What she was thinking of was one of the innovations she had planned, the Wexford Factory, a two-week academy for singers from or based in Ireland, with a line-up of tutors to include leading tenor Juan Diego Flórez, Irish soprano Celine Byrne, Ernesto Palacio of the Rossini Opera Festival, and Dmitry Vdovin, artistic director of the Bolshoi Theatre's young artist programme in Moscow.

So, although the title says "Festival in the Air", there will be real, live events. The highlights are a performance of Rossini's Petite messe solennelle (dedicated to the victims of Covid-19), a new opera by artist-in-residence Andrew Synnott, and concerts by Celine Byrne and US soprano Lisette Oropesa – the latter in a Donizetti-rich programme with orchestra, the arias chosen to keep the orchestral numbers small enough for the players to be spread out and socially distanced on the National Opera House stage.

Wexford Factory will also perform episodes from Verdi’s Falstaff, streamed from the stage of the opera house – RTÉ is the digital partner – and there will be pop-up events in Wexford town.

Although the festival has not explicitly advertised this, Cucchi is hoping it will be possible to allow people attend these concerts in the flesh, however small the audience might have to be. “The contact between the stage and the public is very important for an artist. I need to have this exchange of feeling. I really hope to have the public in.”

The challenge in 2021 is “for theatres to get back to a normal life, keeping in mind what has been happening in the current period, our thoughts, what stimulated our fantasy, in order to make things even better.
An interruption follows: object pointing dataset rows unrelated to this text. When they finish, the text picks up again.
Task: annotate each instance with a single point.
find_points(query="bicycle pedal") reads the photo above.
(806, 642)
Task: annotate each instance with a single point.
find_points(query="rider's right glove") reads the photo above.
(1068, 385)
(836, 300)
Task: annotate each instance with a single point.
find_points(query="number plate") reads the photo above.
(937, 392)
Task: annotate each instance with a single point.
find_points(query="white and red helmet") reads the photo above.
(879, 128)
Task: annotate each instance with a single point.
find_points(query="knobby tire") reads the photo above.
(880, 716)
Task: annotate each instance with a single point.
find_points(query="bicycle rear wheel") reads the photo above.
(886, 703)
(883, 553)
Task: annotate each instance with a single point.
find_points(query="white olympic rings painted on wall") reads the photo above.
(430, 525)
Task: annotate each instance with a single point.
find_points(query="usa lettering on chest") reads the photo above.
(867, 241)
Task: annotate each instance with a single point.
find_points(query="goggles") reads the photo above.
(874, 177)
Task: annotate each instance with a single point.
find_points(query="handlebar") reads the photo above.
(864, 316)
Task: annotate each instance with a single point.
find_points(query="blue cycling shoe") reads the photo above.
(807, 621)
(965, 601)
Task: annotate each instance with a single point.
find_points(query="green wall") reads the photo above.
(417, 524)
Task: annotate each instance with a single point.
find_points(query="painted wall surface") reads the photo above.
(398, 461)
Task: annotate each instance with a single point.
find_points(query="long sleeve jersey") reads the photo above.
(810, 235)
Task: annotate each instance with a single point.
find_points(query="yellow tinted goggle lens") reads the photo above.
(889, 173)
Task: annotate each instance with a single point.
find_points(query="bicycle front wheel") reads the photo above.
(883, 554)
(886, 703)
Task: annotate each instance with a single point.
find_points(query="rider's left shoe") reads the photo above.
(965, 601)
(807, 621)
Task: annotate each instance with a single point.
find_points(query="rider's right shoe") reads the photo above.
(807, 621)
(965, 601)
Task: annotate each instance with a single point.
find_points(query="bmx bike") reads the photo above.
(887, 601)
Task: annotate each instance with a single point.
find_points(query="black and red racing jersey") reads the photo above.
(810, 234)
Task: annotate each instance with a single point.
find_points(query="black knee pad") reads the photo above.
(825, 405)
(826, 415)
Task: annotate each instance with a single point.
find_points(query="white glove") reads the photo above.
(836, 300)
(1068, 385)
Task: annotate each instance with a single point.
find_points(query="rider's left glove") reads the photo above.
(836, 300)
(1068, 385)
We are under the sword of Damocles – the uncertainty about what will happen with this virus. We just don’t know, but we need to build the future somehow. Will they find a vaccine? Will the virus just disappear?”
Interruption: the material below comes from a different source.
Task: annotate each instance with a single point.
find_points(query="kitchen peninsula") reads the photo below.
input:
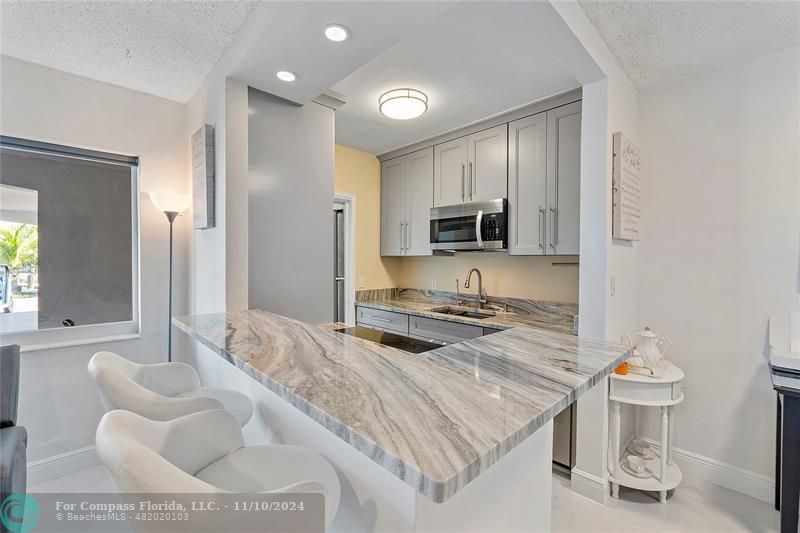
(464, 431)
She clearly accepts that things won’t be the same again. “We need to learn from the period instead of complaining. It has been terrible. But we must learn from that.” She certainly took a demanding route in handling the rescheduling for 2021. She rang all the artists first, and only then contacted their agents.

“For me, it was important that the artists heard of the cancellation directly, not from rumours or media, even if they already knew it was inevitable. It has to be reassuring for them to be told, don’t worry, guys, this festival will happen next year, and you will be there if you are available.”

And Cucchi says she is not just  talking about the singers but also the chorus, the orchestra, the technicians – “everybody”; 90 per cent were able to say yes.

“The main thing for the artists,” she says, “is fear. Not only financial, because, yes, financial is important. But the fear of losing a community. For us, the theatre is a community that has been very difficult to achieve. I remember when I was young, the idea of being part of the community of the theatre was the most important thing.”

I asked her about the experience of living through the pandemic in Italy.

“We passed through the darkest moment before everybody else. But also we exited from it earlier. In the middle of June, the theatres reopened. Life is coming back to normal. There are no restrictions apart from social distancing and wearing masks indoors. We have started to feel that we are alive again.

“There are some young people whose behaviour is crazy. But everyone else is very careful. The prize is our freedom.”